Standing at the doorway looking inward, I see the twin-size bed directly across from me against the far wall. Its sheets and blankets are ruffled and in dire need of being straightened. Two pillows rest at opposite ends-- covered by cases made of turquoise cloth. This color forms a pleasant contrast with the darker blues of the bedspread. At one corner I see my sheet struggling to maintain its grip on a mattress-- a salmon-colored item that doesn't seem to match anything at all.
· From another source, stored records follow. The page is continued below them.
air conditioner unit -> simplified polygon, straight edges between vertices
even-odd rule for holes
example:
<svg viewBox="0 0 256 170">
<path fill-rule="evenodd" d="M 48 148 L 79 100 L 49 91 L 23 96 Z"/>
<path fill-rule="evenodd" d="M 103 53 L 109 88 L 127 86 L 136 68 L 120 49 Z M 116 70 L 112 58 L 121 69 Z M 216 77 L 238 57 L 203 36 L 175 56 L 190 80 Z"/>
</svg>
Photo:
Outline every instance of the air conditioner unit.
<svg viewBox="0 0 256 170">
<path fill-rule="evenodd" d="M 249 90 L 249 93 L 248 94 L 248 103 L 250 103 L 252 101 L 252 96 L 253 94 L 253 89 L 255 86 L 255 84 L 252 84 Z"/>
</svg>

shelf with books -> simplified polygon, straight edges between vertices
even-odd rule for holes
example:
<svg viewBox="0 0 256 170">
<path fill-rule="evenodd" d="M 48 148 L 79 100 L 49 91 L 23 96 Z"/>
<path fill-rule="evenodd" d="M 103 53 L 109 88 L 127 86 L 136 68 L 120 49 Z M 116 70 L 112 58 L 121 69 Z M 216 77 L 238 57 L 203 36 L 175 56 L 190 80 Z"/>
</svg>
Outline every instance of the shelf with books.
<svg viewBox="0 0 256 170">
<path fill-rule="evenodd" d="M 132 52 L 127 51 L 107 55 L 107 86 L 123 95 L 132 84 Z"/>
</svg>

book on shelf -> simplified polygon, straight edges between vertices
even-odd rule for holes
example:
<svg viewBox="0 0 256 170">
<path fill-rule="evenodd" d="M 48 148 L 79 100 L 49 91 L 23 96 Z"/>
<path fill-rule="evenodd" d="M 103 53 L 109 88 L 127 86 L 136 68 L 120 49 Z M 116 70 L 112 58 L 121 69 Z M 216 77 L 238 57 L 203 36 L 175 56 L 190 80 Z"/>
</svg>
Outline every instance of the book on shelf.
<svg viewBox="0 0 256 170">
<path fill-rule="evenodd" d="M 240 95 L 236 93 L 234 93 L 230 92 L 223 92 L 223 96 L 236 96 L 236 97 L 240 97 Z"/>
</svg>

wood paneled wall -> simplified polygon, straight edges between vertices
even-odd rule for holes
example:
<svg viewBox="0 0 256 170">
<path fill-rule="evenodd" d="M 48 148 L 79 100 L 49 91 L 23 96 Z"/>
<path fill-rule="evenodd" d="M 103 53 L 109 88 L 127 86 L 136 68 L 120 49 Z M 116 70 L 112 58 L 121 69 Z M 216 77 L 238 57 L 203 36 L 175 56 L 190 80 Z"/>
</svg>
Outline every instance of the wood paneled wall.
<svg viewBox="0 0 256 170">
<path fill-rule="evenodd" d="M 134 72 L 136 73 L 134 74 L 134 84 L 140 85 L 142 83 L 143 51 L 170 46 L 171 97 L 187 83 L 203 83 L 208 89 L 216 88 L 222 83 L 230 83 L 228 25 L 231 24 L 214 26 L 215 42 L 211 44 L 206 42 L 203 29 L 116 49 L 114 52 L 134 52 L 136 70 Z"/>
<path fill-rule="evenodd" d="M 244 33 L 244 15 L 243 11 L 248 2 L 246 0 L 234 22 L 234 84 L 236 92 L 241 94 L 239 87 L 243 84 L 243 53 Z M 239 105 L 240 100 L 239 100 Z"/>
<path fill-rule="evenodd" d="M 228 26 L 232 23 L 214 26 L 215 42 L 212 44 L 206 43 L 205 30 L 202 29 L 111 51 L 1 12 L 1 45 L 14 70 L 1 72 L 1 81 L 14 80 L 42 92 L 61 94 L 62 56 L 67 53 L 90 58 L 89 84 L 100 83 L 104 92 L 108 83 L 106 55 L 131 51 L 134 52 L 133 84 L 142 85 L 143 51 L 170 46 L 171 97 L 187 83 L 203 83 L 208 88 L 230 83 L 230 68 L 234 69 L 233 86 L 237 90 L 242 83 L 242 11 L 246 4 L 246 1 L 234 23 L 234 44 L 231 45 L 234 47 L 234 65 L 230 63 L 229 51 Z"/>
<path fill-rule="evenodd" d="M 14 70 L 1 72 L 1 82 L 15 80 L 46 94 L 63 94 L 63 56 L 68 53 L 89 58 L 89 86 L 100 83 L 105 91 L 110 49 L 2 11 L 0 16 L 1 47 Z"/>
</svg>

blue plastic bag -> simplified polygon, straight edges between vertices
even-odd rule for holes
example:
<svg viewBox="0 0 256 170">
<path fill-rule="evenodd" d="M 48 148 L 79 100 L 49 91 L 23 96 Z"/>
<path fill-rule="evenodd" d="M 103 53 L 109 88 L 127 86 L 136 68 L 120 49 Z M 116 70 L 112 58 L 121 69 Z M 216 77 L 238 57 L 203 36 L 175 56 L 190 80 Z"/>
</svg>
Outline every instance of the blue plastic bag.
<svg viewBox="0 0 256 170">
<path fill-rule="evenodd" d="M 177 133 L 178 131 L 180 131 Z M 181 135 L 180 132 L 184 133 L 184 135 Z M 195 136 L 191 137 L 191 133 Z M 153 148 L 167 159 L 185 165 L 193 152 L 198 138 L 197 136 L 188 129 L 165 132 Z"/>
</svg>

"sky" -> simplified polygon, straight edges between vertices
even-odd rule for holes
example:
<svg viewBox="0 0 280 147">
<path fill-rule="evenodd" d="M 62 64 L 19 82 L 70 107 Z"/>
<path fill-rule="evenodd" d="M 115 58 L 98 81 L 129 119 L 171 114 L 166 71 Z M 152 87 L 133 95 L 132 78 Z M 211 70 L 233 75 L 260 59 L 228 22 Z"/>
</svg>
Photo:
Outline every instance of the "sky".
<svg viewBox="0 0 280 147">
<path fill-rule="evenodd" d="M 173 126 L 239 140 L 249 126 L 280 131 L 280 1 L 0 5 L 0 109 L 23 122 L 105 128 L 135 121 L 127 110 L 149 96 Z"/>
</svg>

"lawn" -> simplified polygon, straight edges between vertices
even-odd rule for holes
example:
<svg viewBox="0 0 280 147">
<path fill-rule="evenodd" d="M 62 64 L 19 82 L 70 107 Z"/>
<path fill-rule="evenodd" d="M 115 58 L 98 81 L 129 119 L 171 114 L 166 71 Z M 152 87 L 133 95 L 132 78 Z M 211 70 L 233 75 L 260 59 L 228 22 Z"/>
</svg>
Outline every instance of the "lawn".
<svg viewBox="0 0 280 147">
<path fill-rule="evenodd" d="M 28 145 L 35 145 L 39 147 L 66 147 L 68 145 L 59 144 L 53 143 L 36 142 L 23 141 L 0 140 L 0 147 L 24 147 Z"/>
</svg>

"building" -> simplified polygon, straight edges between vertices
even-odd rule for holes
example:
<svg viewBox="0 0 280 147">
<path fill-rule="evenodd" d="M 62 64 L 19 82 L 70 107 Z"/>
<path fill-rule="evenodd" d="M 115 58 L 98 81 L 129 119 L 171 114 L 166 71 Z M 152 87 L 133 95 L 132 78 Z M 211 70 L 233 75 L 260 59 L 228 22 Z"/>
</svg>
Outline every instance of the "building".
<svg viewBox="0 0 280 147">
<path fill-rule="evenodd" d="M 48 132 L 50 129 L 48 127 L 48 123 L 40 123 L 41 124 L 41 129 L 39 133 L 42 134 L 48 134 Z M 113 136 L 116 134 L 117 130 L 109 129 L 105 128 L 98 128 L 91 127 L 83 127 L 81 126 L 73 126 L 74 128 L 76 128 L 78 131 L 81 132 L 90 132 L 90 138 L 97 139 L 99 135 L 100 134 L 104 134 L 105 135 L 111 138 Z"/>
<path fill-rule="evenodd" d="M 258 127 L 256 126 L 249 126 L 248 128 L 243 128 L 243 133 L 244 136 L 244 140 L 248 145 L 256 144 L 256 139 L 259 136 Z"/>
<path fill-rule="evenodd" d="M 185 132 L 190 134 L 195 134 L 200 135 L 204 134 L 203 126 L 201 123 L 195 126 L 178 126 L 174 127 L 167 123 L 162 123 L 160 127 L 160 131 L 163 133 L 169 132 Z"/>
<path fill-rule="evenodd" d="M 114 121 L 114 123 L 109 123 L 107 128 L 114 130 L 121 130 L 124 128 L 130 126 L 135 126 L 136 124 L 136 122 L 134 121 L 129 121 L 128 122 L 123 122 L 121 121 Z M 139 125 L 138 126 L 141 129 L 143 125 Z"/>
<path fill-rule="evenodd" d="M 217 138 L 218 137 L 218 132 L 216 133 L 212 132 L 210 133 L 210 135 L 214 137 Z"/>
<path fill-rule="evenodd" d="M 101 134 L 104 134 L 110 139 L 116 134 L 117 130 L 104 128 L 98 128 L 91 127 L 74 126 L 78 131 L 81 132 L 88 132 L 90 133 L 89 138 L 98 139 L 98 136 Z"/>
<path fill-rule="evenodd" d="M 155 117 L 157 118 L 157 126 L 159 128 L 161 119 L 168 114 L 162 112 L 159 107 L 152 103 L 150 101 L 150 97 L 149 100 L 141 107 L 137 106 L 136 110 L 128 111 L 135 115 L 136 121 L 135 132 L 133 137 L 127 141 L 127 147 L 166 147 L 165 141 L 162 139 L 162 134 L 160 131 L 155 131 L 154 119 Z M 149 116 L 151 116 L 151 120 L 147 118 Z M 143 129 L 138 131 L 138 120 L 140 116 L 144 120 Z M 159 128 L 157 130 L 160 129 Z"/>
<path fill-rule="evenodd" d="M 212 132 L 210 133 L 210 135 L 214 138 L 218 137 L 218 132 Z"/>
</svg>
The dresser is tall and quite old-- probably a 'hand-me-down' from one of my older siblings who has since left home for college or some other endeavor. It stands across from the foot of my bed and perhaps four more feet to its left. Its brown wooden finish appears to be randomly-stained with an assortment of dusts and the syrup of sodas left upon its surface over the years. A similar piece -- a stand -- sits idly against a wall opposite the foot of my bed. Upon it rests a 13" black-and-white television screen with dotted speaker holes carved out of its front. Oddly, three video cassettes sit next to the television-- but there is no video cassette player in sight.
In my room there is no stereo, nor radio, yet a sound of content silence fills my space.. I hear the whistle of a dishwasher nearby in the kitchen and the cyclical whirring of an air conditioner somewhere behind the expanse of walls that surrounds me. Occasionally, the crackle of laughter or the murmur of conversation will reach me from another room.
As I inhale, I can smell the fleeting aroma of potpourri sprays-- their specific fragrance unknown. In my bed, I smell the toasty warmth of newly-dried sheets and by my television, my nose can sense the odor of electronic dust. The scent of vegetables cooking seems to be floating into my room, filling my sense of smell and arousing my taste buds as well. As the scent of a meal grows stronger, I become more and more distracted by ideas of what might be in the kitchen. This urge to explore another room in the house motivates me to put down my leaky ball-point, to rise, and to consider the other incredible experiences that await my senses.